ALL of China’s “Big Four” state-owned banks reported mounting bad loans in the first half of the year, statements showed, as the world’s second-largest economy faces souring debt amid slowing growth.
The Industrial and Commercial Bank of China, the world’s biggest lender by assets, said its non-performing loan ratio rose to 1.55 percent at the end of June, up from 1.5 percent at the end of last year, said a statement to the Hong Kong stock exchange filed yesterday.
Still its net profit for the first six months edged up 0.8 percent annually to 150.66 billion yuan (US$22.6 billion), it said.
China’s three other giant state-owned banks have reported similar results in recent days, with all of their bad loan ratios creeping upwards as Beijing seeks to boost the world’s second-largest economy with an infusion of cheap credit.
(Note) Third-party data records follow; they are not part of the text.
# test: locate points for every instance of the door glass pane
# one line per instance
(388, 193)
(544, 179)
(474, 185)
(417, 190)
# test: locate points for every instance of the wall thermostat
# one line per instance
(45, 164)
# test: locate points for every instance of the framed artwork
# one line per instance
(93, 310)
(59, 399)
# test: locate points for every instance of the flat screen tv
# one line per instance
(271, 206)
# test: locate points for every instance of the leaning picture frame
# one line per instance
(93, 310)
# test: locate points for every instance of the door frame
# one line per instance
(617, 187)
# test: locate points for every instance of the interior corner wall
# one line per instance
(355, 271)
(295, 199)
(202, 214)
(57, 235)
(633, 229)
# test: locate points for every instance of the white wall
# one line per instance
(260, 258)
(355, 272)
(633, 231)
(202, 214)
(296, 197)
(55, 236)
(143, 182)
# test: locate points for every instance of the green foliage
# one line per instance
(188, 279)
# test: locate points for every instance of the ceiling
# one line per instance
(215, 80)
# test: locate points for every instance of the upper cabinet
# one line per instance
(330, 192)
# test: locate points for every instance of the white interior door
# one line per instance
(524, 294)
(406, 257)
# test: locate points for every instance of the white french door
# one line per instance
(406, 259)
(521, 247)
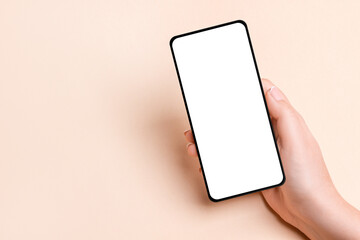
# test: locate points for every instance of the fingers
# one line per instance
(267, 85)
(189, 136)
(191, 149)
(288, 121)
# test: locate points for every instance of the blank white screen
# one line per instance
(227, 110)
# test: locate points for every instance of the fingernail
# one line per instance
(275, 93)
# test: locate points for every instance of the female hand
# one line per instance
(308, 200)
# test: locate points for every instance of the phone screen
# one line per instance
(227, 110)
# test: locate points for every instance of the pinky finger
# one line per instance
(191, 149)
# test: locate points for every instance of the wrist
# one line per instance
(328, 216)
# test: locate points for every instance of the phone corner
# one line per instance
(172, 40)
(212, 198)
(242, 22)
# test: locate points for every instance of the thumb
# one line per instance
(288, 121)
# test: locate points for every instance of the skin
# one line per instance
(308, 200)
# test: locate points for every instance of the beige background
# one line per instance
(92, 118)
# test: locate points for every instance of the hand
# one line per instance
(308, 200)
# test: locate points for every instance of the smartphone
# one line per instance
(227, 111)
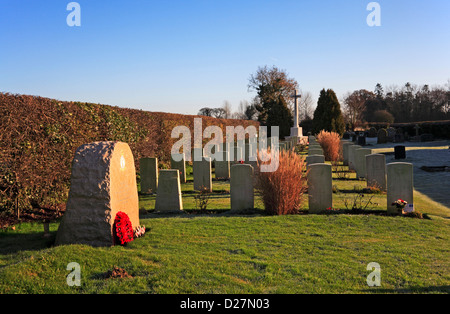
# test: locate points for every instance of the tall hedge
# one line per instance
(39, 137)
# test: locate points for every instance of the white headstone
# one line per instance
(320, 190)
(241, 187)
(400, 184)
(202, 174)
(103, 182)
(360, 161)
(169, 198)
(376, 171)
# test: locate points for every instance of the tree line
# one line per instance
(274, 106)
(409, 103)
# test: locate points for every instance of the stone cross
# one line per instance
(296, 97)
(417, 127)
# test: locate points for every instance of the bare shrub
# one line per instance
(282, 190)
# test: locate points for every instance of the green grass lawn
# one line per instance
(223, 253)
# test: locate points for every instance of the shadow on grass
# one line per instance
(11, 242)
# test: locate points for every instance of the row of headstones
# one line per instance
(395, 178)
(167, 183)
(387, 135)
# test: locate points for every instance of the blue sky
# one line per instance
(179, 56)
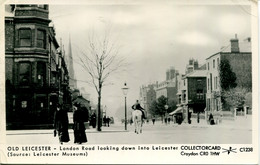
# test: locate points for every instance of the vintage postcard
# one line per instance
(140, 82)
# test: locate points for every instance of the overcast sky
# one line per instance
(153, 38)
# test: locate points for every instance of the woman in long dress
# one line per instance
(78, 126)
(61, 123)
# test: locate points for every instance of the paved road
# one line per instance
(152, 134)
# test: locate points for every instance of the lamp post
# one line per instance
(166, 107)
(125, 90)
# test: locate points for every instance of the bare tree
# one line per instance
(100, 61)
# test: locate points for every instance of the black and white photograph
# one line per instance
(129, 81)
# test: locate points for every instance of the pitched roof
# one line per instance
(197, 73)
(244, 46)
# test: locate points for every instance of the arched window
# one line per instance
(41, 73)
(24, 73)
(25, 37)
(41, 39)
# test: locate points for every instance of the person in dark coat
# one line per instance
(153, 119)
(78, 125)
(108, 121)
(138, 106)
(211, 119)
(61, 123)
(93, 120)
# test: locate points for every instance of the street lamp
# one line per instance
(166, 107)
(125, 90)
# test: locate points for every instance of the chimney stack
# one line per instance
(234, 45)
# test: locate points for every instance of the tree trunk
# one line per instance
(99, 119)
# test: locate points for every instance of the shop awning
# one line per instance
(178, 110)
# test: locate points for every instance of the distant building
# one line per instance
(239, 56)
(147, 96)
(72, 80)
(168, 88)
(36, 73)
(192, 92)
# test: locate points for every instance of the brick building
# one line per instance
(239, 56)
(168, 88)
(36, 73)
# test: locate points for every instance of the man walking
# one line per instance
(138, 107)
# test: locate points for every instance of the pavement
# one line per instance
(240, 123)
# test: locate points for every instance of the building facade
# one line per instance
(36, 74)
(239, 56)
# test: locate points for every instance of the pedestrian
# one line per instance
(105, 120)
(198, 117)
(165, 120)
(61, 124)
(93, 120)
(78, 125)
(211, 119)
(169, 120)
(153, 120)
(137, 106)
(108, 121)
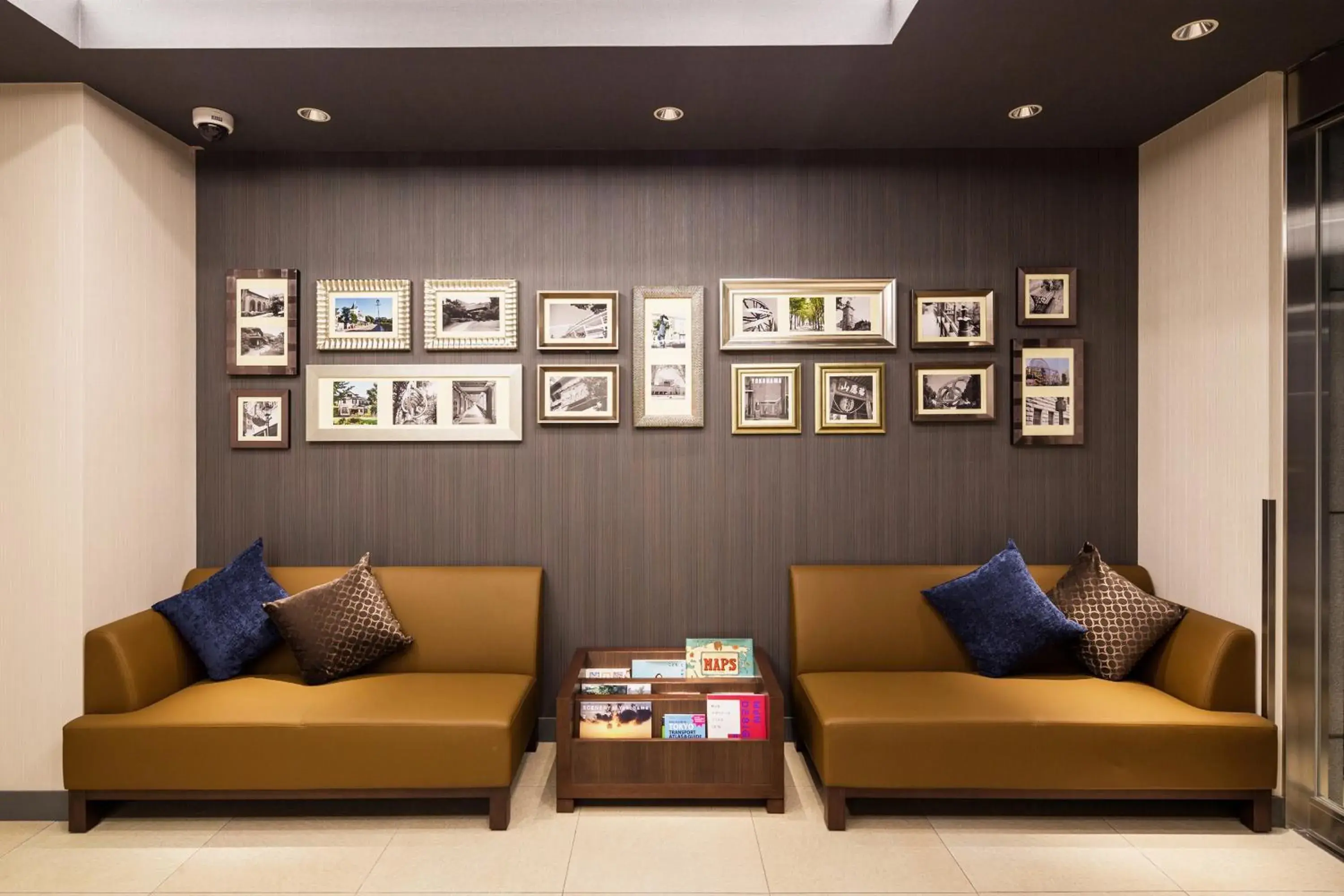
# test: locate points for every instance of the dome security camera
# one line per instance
(213, 124)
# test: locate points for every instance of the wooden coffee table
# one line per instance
(664, 769)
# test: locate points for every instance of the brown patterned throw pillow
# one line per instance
(339, 628)
(1123, 620)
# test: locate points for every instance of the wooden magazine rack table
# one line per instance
(658, 767)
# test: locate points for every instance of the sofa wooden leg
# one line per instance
(84, 813)
(499, 808)
(835, 808)
(1257, 812)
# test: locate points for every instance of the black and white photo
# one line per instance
(953, 319)
(667, 381)
(574, 394)
(952, 393)
(785, 315)
(577, 320)
(854, 314)
(414, 404)
(850, 398)
(474, 402)
(765, 398)
(261, 418)
(1047, 296)
(461, 315)
(263, 323)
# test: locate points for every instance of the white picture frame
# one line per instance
(414, 404)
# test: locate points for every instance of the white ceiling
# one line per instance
(147, 25)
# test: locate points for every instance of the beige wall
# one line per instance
(97, 458)
(1210, 359)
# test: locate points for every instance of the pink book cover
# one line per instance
(754, 710)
Analysts have warned that a debt-fueled rebound might be short-lived and ballooning borrowings risk sparking a financial crisis as bad loans and bond defaults increase.
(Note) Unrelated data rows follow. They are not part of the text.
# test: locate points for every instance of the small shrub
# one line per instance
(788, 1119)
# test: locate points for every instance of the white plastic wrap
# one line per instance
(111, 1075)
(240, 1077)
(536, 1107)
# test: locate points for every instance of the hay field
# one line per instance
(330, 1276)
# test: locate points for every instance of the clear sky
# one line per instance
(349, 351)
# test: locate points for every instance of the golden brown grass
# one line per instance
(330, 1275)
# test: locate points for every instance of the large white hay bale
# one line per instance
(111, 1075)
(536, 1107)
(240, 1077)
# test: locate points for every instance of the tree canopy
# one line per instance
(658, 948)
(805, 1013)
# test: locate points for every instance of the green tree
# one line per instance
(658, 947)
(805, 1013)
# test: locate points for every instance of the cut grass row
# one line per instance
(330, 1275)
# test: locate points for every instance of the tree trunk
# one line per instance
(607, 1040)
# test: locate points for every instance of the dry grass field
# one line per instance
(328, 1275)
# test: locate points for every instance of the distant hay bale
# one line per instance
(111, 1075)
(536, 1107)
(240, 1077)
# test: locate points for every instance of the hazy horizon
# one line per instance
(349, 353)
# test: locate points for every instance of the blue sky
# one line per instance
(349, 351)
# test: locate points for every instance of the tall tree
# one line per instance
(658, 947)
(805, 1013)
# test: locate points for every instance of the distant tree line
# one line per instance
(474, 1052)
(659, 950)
Bank of China’s earnings statement yesterday showed its NPL ratio rising to 1.47 at the end of June, up from 1.43 in December.
Last week the country’s number two lender, the China Construction Bank, said its NPL ratio had risen 0.05 percentage point to 1.63 percent, while the Agricultural Bank of China reported a figure of 2.4 percent, slightly higher than last year.
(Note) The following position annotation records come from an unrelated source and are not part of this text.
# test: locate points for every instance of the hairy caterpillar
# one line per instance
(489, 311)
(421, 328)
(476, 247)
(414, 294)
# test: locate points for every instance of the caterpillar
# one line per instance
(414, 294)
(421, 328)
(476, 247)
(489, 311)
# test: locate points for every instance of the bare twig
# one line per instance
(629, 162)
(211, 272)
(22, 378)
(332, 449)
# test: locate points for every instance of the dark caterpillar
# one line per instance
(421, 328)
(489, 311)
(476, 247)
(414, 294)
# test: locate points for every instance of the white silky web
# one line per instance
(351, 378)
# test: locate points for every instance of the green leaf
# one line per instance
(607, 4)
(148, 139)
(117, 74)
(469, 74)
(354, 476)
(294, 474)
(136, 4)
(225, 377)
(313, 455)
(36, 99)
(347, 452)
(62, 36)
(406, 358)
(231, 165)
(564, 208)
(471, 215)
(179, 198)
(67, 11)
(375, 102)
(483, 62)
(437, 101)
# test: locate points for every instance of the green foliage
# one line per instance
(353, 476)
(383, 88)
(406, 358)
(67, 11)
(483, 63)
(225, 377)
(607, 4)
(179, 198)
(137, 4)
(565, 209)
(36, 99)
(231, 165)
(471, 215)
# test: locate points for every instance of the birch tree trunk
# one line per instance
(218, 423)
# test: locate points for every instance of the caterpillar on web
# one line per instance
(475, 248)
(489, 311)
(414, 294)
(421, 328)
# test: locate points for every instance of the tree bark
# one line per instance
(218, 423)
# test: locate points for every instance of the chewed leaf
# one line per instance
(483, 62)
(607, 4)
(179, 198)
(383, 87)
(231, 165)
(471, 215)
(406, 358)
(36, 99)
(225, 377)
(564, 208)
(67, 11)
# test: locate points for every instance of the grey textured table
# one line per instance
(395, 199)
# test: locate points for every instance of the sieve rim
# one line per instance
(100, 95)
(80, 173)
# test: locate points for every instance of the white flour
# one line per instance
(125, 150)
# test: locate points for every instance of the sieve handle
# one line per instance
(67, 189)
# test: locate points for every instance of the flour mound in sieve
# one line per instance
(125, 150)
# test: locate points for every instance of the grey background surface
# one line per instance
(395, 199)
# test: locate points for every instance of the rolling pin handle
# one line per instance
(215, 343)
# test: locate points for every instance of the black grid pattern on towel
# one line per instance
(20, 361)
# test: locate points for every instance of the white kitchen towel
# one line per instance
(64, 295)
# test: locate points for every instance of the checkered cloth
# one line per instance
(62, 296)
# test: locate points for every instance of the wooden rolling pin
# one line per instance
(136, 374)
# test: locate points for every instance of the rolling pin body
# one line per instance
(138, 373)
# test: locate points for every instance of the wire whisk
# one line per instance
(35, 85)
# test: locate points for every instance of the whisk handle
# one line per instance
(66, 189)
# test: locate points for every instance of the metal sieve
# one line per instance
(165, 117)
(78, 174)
China’s total debt hit 168.48 trillion yuan at the end of last year, equivalent to 249 percent of national GDP, top government think tank the China Academy of Social Sciences has estimated.
Authorities have unveiled policies intended to tackle the problem of souring loans, including debt-for-equity swaps. But some analysts fear this would simply extend life support to debt-saddled “zombie” companies that are weighing down the economy.
Earlier this summer an official with China’s banking regulator said Chinese banks had written off over US$300 billion of bad loans in the past three years.